Fine-grained and flexible sharing in ELNs and the benefits it brings

In fact there are some key differences between the sharing/privacy system of Facebook, wikis, and ELNs designed for documenting and sharing experimental data. Here are three of them.

1. Sharing and privacy in ELNs is simpler than on Facebook, and more flexible than in wikis.

When you think about it, sharing on Facebook is very complex!  You’ve got three categories of things you can share — things you share, things on your Wall and things you’re tagged in, and then within each of these a whole variety of subcategories.  And then you’ve got a variety of categories of people you can share with — everyone, friends and friends of friends.    Most people ignore most of the sharing  functionality — the system is just too unwieldy.  It’s also very inflexible — the categories of what you can share and what kinds of groups you can share with are decided by Facebook, not you!

Sharing on wikis is at the other end of the spectrum:  exceedingly simple, but it’s even more limiting.  The way most wikis are configured you are part of one or more groups and the pages in that groups or groups can be viewed by everyone in the group.  In other words, there is no privacy!  And of course no flexibility, since the decision about what group(s) you are in is made by the administrator, not you.

In contrast to both Facebook and wikis, sharing and privacy in the best ELNs are (a) simple, and (b) flexible.  They are simple because they don’t require distinctions between different kinds of things that can be shared or between different categories of people that are involved in the sharing.  For any record in the system sharing is set in the same way. They are flexible because a record can be shared with one other person, with everyone, or with any subset of people  using the system at the discretion of the person setting the permissions, and a different sharing regime can be set for each record if so desired.

2.  ELNs give equal weight to individuals and groups

Facebook, like most social media, is designed around individuals — sharing is about individuals creating groups centering on themselves.  Wikis are just the opposite — they are designed around groups — individuals are slotted in to an environment which is focussed on achieving group objectives.  Neither of these extreme orientations is appropriate to  labs.  When you think about what makes a scientific research lab tick, it’s the fact that it is designed to facilitate both group and individual objectives.  So what a lab really needs is a collaboration and communication tool that has been designed with both individuals and the group in mind. Enter the ELN!  As noted, ELNs allow for some records to be completely private.  So a PhD student, for example, can have their private space where their experiments are accessible to no one but themselves.  But ELNs also allow for the flexible sharing described above, so records which everyone needs to see, e.g. lab protocols and meeting notes, can be made accessible to everyone, and the records in certain projects can be restricted to a specified set of users, e.g. just to the group of students working on the project and the PI.

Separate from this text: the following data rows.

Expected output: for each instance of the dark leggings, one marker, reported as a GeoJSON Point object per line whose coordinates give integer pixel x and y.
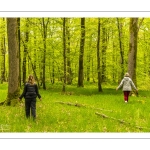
{"type": "Point", "coordinates": [126, 95]}
{"type": "Point", "coordinates": [30, 104]}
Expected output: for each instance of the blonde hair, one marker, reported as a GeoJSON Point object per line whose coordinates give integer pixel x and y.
{"type": "Point", "coordinates": [31, 79]}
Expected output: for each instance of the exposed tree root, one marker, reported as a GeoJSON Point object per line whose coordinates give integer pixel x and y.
{"type": "Point", "coordinates": [121, 121]}
{"type": "Point", "coordinates": [72, 104]}
{"type": "Point", "coordinates": [81, 105]}
{"type": "Point", "coordinates": [103, 115]}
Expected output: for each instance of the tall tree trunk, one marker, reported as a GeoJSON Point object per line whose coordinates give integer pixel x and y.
{"type": "Point", "coordinates": [133, 48]}
{"type": "Point", "coordinates": [24, 70]}
{"type": "Point", "coordinates": [13, 81]}
{"type": "Point", "coordinates": [104, 47]}
{"type": "Point", "coordinates": [89, 59]}
{"type": "Point", "coordinates": [18, 22]}
{"type": "Point", "coordinates": [121, 49]}
{"type": "Point", "coordinates": [64, 54]}
{"type": "Point", "coordinates": [98, 58]}
{"type": "Point", "coordinates": [44, 54]}
{"type": "Point", "coordinates": [3, 53]}
{"type": "Point", "coordinates": [69, 71]}
{"type": "Point", "coordinates": [81, 54]}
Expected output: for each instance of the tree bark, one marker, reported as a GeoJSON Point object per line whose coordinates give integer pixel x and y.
{"type": "Point", "coordinates": [64, 54]}
{"type": "Point", "coordinates": [81, 54]}
{"type": "Point", "coordinates": [121, 49]}
{"type": "Point", "coordinates": [133, 48]}
{"type": "Point", "coordinates": [98, 58]}
{"type": "Point", "coordinates": [13, 51]}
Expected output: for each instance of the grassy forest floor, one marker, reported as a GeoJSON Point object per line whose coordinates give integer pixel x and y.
{"type": "Point", "coordinates": [79, 110]}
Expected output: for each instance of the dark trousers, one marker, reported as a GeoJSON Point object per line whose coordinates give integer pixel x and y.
{"type": "Point", "coordinates": [126, 95]}
{"type": "Point", "coordinates": [30, 106]}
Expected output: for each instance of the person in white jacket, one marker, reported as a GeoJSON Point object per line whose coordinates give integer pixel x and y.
{"type": "Point", "coordinates": [126, 85]}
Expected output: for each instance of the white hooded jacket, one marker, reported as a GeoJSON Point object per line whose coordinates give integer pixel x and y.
{"type": "Point", "coordinates": [127, 84]}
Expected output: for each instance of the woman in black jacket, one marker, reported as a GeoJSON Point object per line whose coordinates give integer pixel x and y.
{"type": "Point", "coordinates": [30, 93]}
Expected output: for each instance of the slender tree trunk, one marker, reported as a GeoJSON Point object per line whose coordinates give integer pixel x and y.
{"type": "Point", "coordinates": [3, 53]}
{"type": "Point", "coordinates": [69, 71]}
{"type": "Point", "coordinates": [13, 81]}
{"type": "Point", "coordinates": [24, 70]}
{"type": "Point", "coordinates": [44, 54]}
{"type": "Point", "coordinates": [64, 54]}
{"type": "Point", "coordinates": [81, 54]}
{"type": "Point", "coordinates": [89, 60]}
{"type": "Point", "coordinates": [18, 22]}
{"type": "Point", "coordinates": [121, 49]}
{"type": "Point", "coordinates": [104, 47]}
{"type": "Point", "coordinates": [98, 58]}
{"type": "Point", "coordinates": [133, 48]}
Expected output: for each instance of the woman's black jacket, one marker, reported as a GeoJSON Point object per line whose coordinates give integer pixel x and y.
{"type": "Point", "coordinates": [30, 91]}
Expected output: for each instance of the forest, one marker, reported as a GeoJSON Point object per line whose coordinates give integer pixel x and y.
{"type": "Point", "coordinates": [77, 64]}
{"type": "Point", "coordinates": [74, 50]}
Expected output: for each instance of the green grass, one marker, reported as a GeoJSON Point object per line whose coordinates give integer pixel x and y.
{"type": "Point", "coordinates": [56, 114]}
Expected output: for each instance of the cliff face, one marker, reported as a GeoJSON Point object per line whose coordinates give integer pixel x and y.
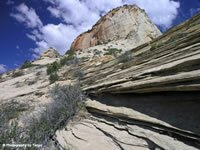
{"type": "Point", "coordinates": [127, 22]}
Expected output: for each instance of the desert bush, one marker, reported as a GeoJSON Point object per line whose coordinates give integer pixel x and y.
{"type": "Point", "coordinates": [52, 68]}
{"type": "Point", "coordinates": [41, 129]}
{"type": "Point", "coordinates": [53, 77]}
{"type": "Point", "coordinates": [26, 64]}
{"type": "Point", "coordinates": [113, 51]}
{"type": "Point", "coordinates": [17, 73]}
{"type": "Point", "coordinates": [78, 73]}
{"type": "Point", "coordinates": [11, 133]}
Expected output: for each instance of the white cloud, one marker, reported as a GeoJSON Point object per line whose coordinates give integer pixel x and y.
{"type": "Point", "coordinates": [2, 68]}
{"type": "Point", "coordinates": [77, 16]}
{"type": "Point", "coordinates": [27, 16]}
{"type": "Point", "coordinates": [10, 2]}
{"type": "Point", "coordinates": [162, 12]}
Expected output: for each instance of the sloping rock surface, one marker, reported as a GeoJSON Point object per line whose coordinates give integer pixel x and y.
{"type": "Point", "coordinates": [147, 98]}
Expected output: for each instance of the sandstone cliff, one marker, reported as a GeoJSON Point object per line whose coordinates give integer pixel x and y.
{"type": "Point", "coordinates": [127, 22]}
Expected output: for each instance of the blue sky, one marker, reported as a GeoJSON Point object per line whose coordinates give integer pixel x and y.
{"type": "Point", "coordinates": [29, 27]}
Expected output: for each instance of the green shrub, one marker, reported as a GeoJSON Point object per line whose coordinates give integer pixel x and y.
{"type": "Point", "coordinates": [78, 73]}
{"type": "Point", "coordinates": [52, 68]}
{"type": "Point", "coordinates": [113, 51]}
{"type": "Point", "coordinates": [53, 77]}
{"type": "Point", "coordinates": [41, 130]}
{"type": "Point", "coordinates": [26, 64]}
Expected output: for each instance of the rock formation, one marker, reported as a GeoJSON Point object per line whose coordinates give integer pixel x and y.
{"type": "Point", "coordinates": [127, 22]}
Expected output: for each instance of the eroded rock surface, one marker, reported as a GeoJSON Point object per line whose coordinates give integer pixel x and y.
{"type": "Point", "coordinates": [127, 22]}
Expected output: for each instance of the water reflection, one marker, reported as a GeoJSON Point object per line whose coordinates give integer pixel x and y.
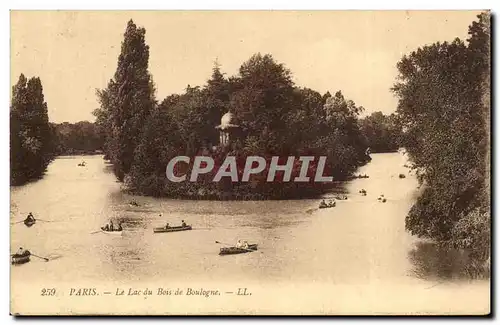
{"type": "Point", "coordinates": [436, 262]}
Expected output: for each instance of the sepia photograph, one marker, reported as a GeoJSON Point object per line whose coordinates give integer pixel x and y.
{"type": "Point", "coordinates": [250, 163]}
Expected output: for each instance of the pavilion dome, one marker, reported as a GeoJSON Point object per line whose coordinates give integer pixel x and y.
{"type": "Point", "coordinates": [227, 121]}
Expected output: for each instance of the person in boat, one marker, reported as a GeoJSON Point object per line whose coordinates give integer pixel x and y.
{"type": "Point", "coordinates": [30, 218]}
{"type": "Point", "coordinates": [22, 252]}
{"type": "Point", "coordinates": [323, 203]}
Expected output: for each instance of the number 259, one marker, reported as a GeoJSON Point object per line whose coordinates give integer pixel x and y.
{"type": "Point", "coordinates": [48, 292]}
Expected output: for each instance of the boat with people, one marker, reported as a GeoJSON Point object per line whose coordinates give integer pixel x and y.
{"type": "Point", "coordinates": [111, 229]}
{"type": "Point", "coordinates": [172, 229]}
{"type": "Point", "coordinates": [21, 258]}
{"type": "Point", "coordinates": [238, 250]}
{"type": "Point", "coordinates": [134, 203]}
{"type": "Point", "coordinates": [112, 232]}
{"type": "Point", "coordinates": [324, 205]}
{"type": "Point", "coordinates": [168, 228]}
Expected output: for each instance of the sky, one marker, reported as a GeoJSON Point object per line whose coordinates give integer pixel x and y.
{"type": "Point", "coordinates": [76, 52]}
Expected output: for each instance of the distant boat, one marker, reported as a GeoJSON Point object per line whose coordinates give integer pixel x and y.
{"type": "Point", "coordinates": [21, 258]}
{"type": "Point", "coordinates": [29, 223]}
{"type": "Point", "coordinates": [172, 229]}
{"type": "Point", "coordinates": [114, 232]}
{"type": "Point", "coordinates": [237, 250]}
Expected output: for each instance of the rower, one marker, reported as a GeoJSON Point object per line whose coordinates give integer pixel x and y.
{"type": "Point", "coordinates": [30, 217]}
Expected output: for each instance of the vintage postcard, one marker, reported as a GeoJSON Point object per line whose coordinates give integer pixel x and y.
{"type": "Point", "coordinates": [250, 163]}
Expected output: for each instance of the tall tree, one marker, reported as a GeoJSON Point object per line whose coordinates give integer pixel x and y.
{"type": "Point", "coordinates": [442, 90]}
{"type": "Point", "coordinates": [127, 101]}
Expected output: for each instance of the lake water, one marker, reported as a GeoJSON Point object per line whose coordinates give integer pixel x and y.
{"type": "Point", "coordinates": [355, 258]}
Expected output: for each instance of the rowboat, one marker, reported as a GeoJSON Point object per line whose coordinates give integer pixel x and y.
{"type": "Point", "coordinates": [114, 232]}
{"type": "Point", "coordinates": [237, 250]}
{"type": "Point", "coordinates": [172, 229]}
{"type": "Point", "coordinates": [20, 258]}
{"type": "Point", "coordinates": [29, 223]}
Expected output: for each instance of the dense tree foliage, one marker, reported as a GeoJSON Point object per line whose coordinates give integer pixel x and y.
{"type": "Point", "coordinates": [31, 147]}
{"type": "Point", "coordinates": [77, 138]}
{"type": "Point", "coordinates": [382, 132]}
{"type": "Point", "coordinates": [127, 101]}
{"type": "Point", "coordinates": [444, 108]}
{"type": "Point", "coordinates": [275, 118]}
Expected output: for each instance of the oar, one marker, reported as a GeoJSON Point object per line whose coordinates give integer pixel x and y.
{"type": "Point", "coordinates": [250, 250]}
{"type": "Point", "coordinates": [43, 258]}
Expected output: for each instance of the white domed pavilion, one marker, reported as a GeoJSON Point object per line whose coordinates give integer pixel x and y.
{"type": "Point", "coordinates": [227, 128]}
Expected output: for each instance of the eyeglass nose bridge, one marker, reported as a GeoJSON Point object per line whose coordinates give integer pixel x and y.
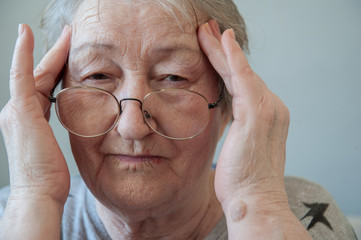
{"type": "Point", "coordinates": [129, 99]}
{"type": "Point", "coordinates": [145, 112]}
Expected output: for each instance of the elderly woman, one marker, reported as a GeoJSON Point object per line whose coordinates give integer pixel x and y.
{"type": "Point", "coordinates": [148, 88]}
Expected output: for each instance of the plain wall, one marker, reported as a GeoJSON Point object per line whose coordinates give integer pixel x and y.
{"type": "Point", "coordinates": [308, 52]}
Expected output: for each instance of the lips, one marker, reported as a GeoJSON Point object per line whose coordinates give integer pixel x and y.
{"type": "Point", "coordinates": [137, 158]}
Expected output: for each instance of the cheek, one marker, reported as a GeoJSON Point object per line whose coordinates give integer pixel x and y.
{"type": "Point", "coordinates": [197, 154]}
{"type": "Point", "coordinates": [86, 155]}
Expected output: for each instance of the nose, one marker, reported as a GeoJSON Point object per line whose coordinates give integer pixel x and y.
{"type": "Point", "coordinates": [131, 124]}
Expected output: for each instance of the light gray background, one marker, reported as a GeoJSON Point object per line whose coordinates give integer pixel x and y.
{"type": "Point", "coordinates": [308, 52]}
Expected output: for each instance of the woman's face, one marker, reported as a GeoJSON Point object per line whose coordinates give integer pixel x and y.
{"type": "Point", "coordinates": [131, 49]}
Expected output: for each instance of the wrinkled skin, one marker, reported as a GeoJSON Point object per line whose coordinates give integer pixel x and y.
{"type": "Point", "coordinates": [141, 180]}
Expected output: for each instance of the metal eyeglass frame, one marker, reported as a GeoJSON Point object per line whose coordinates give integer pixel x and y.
{"type": "Point", "coordinates": [215, 104]}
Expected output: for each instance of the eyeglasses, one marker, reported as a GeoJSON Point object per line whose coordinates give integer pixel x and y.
{"type": "Point", "coordinates": [177, 114]}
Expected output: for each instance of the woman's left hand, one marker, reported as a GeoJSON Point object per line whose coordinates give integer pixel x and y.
{"type": "Point", "coordinates": [249, 180]}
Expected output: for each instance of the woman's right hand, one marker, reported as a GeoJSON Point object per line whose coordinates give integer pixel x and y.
{"type": "Point", "coordinates": [39, 175]}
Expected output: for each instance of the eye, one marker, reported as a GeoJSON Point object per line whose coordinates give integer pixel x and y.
{"type": "Point", "coordinates": [98, 76]}
{"type": "Point", "coordinates": [175, 78]}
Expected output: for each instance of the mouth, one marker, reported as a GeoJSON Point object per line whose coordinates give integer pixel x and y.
{"type": "Point", "coordinates": [138, 159]}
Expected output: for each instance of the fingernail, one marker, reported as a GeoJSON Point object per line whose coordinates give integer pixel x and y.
{"type": "Point", "coordinates": [232, 35]}
{"type": "Point", "coordinates": [208, 28]}
{"type": "Point", "coordinates": [20, 29]}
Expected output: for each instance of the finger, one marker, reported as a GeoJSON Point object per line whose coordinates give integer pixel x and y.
{"type": "Point", "coordinates": [21, 72]}
{"type": "Point", "coordinates": [212, 47]}
{"type": "Point", "coordinates": [51, 66]}
{"type": "Point", "coordinates": [248, 84]}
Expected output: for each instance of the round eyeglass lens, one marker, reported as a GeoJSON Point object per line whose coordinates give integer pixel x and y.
{"type": "Point", "coordinates": [87, 112]}
{"type": "Point", "coordinates": [176, 113]}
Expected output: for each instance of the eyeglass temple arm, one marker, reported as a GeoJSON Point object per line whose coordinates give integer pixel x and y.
{"type": "Point", "coordinates": [215, 104]}
{"type": "Point", "coordinates": [58, 80]}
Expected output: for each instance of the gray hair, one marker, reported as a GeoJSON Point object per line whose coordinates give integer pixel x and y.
{"type": "Point", "coordinates": [61, 12]}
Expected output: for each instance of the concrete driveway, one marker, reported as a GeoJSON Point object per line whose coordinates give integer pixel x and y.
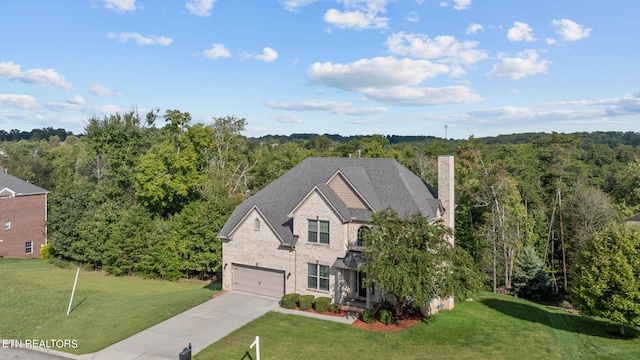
{"type": "Point", "coordinates": [201, 326]}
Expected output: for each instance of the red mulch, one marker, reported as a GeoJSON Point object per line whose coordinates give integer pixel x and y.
{"type": "Point", "coordinates": [340, 313]}
{"type": "Point", "coordinates": [378, 326]}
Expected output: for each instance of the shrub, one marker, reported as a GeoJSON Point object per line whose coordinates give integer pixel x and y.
{"type": "Point", "coordinates": [334, 308]}
{"type": "Point", "coordinates": [46, 252]}
{"type": "Point", "coordinates": [306, 302]}
{"type": "Point", "coordinates": [386, 317]}
{"type": "Point", "coordinates": [321, 304]}
{"type": "Point", "coordinates": [368, 316]}
{"type": "Point", "coordinates": [530, 280]}
{"type": "Point", "coordinates": [289, 301]}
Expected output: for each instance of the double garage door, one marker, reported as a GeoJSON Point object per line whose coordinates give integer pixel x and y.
{"type": "Point", "coordinates": [258, 280]}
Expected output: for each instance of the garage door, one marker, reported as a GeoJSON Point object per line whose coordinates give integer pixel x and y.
{"type": "Point", "coordinates": [258, 280]}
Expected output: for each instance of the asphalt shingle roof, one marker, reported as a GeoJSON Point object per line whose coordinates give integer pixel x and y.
{"type": "Point", "coordinates": [19, 186]}
{"type": "Point", "coordinates": [382, 183]}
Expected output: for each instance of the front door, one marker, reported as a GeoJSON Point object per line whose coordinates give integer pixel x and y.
{"type": "Point", "coordinates": [362, 290]}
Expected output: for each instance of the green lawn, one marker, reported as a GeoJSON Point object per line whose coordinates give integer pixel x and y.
{"type": "Point", "coordinates": [492, 327]}
{"type": "Point", "coordinates": [34, 297]}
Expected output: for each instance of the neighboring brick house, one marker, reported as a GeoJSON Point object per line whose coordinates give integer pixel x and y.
{"type": "Point", "coordinates": [303, 232]}
{"type": "Point", "coordinates": [23, 216]}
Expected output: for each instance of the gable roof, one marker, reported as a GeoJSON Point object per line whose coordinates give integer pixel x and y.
{"type": "Point", "coordinates": [18, 186]}
{"type": "Point", "coordinates": [382, 184]}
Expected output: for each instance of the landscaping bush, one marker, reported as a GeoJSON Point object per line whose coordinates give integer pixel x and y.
{"type": "Point", "coordinates": [321, 304]}
{"type": "Point", "coordinates": [306, 302]}
{"type": "Point", "coordinates": [46, 252]}
{"type": "Point", "coordinates": [386, 317]}
{"type": "Point", "coordinates": [289, 301]}
{"type": "Point", "coordinates": [368, 316]}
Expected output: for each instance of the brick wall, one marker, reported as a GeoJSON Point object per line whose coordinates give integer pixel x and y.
{"type": "Point", "coordinates": [27, 216]}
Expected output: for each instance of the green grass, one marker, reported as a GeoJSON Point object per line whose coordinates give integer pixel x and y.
{"type": "Point", "coordinates": [492, 327]}
{"type": "Point", "coordinates": [34, 297]}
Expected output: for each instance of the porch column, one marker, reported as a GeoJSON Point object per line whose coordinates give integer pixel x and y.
{"type": "Point", "coordinates": [368, 299]}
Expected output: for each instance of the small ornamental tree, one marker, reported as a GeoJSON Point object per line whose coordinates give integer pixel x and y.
{"type": "Point", "coordinates": [606, 277]}
{"type": "Point", "coordinates": [530, 280]}
{"type": "Point", "coordinates": [409, 257]}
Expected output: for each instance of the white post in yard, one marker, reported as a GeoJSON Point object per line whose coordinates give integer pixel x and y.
{"type": "Point", "coordinates": [256, 343]}
{"type": "Point", "coordinates": [73, 291]}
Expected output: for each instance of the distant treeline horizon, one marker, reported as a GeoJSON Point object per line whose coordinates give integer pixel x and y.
{"type": "Point", "coordinates": [611, 138]}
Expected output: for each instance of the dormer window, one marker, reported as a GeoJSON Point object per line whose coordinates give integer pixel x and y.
{"type": "Point", "coordinates": [362, 230]}
{"type": "Point", "coordinates": [318, 231]}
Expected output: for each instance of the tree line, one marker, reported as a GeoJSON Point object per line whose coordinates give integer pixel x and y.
{"type": "Point", "coordinates": [131, 196]}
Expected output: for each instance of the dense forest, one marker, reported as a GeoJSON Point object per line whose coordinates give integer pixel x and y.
{"type": "Point", "coordinates": [133, 196]}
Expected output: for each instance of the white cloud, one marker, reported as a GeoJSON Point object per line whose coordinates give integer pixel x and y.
{"type": "Point", "coordinates": [423, 96]}
{"type": "Point", "coordinates": [268, 55]}
{"type": "Point", "coordinates": [294, 5]}
{"type": "Point", "coordinates": [520, 32]}
{"type": "Point", "coordinates": [335, 107]}
{"type": "Point", "coordinates": [200, 7]}
{"type": "Point", "coordinates": [217, 51]}
{"type": "Point", "coordinates": [355, 19]}
{"type": "Point", "coordinates": [363, 111]}
{"type": "Point", "coordinates": [457, 4]}
{"type": "Point", "coordinates": [11, 71]}
{"type": "Point", "coordinates": [389, 80]}
{"type": "Point", "coordinates": [287, 118]}
{"type": "Point", "coordinates": [100, 90]}
{"type": "Point", "coordinates": [84, 108]}
{"type": "Point", "coordinates": [77, 100]}
{"type": "Point", "coordinates": [308, 105]}
{"type": "Point", "coordinates": [474, 28]}
{"type": "Point", "coordinates": [524, 64]}
{"type": "Point", "coordinates": [570, 30]}
{"type": "Point", "coordinates": [379, 72]}
{"type": "Point", "coordinates": [120, 5]}
{"type": "Point", "coordinates": [461, 4]}
{"type": "Point", "coordinates": [445, 48]}
{"type": "Point", "coordinates": [25, 102]}
{"type": "Point", "coordinates": [413, 16]}
{"type": "Point", "coordinates": [141, 40]}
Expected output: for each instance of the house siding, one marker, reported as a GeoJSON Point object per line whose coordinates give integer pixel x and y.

3.  ELNs  enable  sharing of a particular kind of information — experimental data — in the same environment as other general information.

ELNs bring another kind of benefit to labs engaged in creating and sharing scientific data that is not supported by the sharing regime in either wikis or Facebook.  This is that they are specifically designed to handle sharing of experimental data, the bread and butter of labs engaged in scientific research.    They do this by making it easy to put structure into the research record.  And with structure comes better organization, more targeted search, and better archiving.  So current and future members of the lab can more easily find and use data which they, and other members of the lab, have entered into the ELN.

So that’s a brief overview of how ELNs facilitate both sharing and privacy, and enable labs and lab members to record and share experimental data.    They are superior to wikis in these respects, and they don’t suffer from the sharing and privacy concerns people have as a result of their experience with Facebook.   That’s not too surprising since ELNs have been specifically designed with labs in mind!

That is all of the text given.